Whether game prices will go up next generation is a question still unanswered. EA chief financial officer Blake Jorgensen recently spouted that games typically cost $10 more at the beginning of a console generation than they do at the end.
"We haven't yet set pricing on our gen 4s, but you probably see a similar trend to that during the start of the next cycle," Jorgensen said at a Morgan Stanley conference (transcript on Seeking Alpha).
Sony US boss Jack Tretton, however, only mentioned a ceiling of $60 when he talked about PS4 game pricing. Prices will range from as low as $0.99 all the way up to $60, he said. Then again that may not mean a thing; if the plan was to have prices $70 and beyond then I wouldn't mention it now either.
That game prices will go up is a thinking derived from the growing size of development teams and budgets. The more capable technology becomes, the more expensive it becomes to fully utilise - or so we think.
BioWare's art director Neil Thompson chimed in on this topic recently, saying that while there will be "a big leap" in the visual quality of games next generation, it won't be as big as it was last generation. That's because it's expensive business, he said, and developers will be "cleverer" about adapting this time around.
Ubisoft and Activision and EA sneakily upped the RRP of their flagship series - Assassin's Creed, Call of Duty, FIFA - this generation to £55. Creed and COD are made by multiple studios and hundreds upon hundreds of developers. They cost so much to make and the pound (sterling) is so weak that we have to charge a bit more, read Activision's excuse.
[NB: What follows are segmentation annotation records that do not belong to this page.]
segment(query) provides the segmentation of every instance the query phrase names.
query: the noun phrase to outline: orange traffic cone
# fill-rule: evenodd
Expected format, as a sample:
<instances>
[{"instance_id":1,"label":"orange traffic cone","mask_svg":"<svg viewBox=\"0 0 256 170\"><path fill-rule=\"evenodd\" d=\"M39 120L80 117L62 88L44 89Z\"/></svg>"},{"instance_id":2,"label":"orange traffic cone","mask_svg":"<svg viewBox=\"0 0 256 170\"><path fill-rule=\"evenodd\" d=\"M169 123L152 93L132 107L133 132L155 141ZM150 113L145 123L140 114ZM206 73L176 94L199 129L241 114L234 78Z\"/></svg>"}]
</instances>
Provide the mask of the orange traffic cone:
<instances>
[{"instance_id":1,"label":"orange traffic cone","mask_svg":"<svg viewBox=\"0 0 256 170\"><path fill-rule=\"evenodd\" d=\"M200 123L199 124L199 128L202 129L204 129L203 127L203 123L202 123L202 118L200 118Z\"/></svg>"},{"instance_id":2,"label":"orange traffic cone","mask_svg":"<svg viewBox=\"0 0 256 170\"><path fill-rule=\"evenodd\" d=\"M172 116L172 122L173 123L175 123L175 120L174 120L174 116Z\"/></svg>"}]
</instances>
Yes, it's not like those series sell enough copies at the normal price to recoup development costs.
Nevertheless, game development budgets needn't necessarily rise hand-in-hand with next-gen hardware capabilities. The Unity engine is empowering a sea of smaller development studios to quickly and cheaply produce impressive results. It's almost unanimously the engine of choice for Kickstarter projects.
Each of the major publishers now have their own engine teams building technology for use across their entire studio network, too - a trend that really took hold this generation. Epic Games' ubiquitous Unreal Engine 3 really hammered home the advantage of not building an engine for every different game that's made.
What we know of PlayStation 4 so far is that it features a much more accessible PC architecture. If Sony and Microsoft can work with other companies to establish powerful tools and engines for their new platforms, that may take the costly legwork out of next-generation development - cushion the blow, if you like.
And let's face it: they'll need to. Because with iOS and Android games running riot at bargain prices, Sony and Microsoft should offer developers all the help they can get.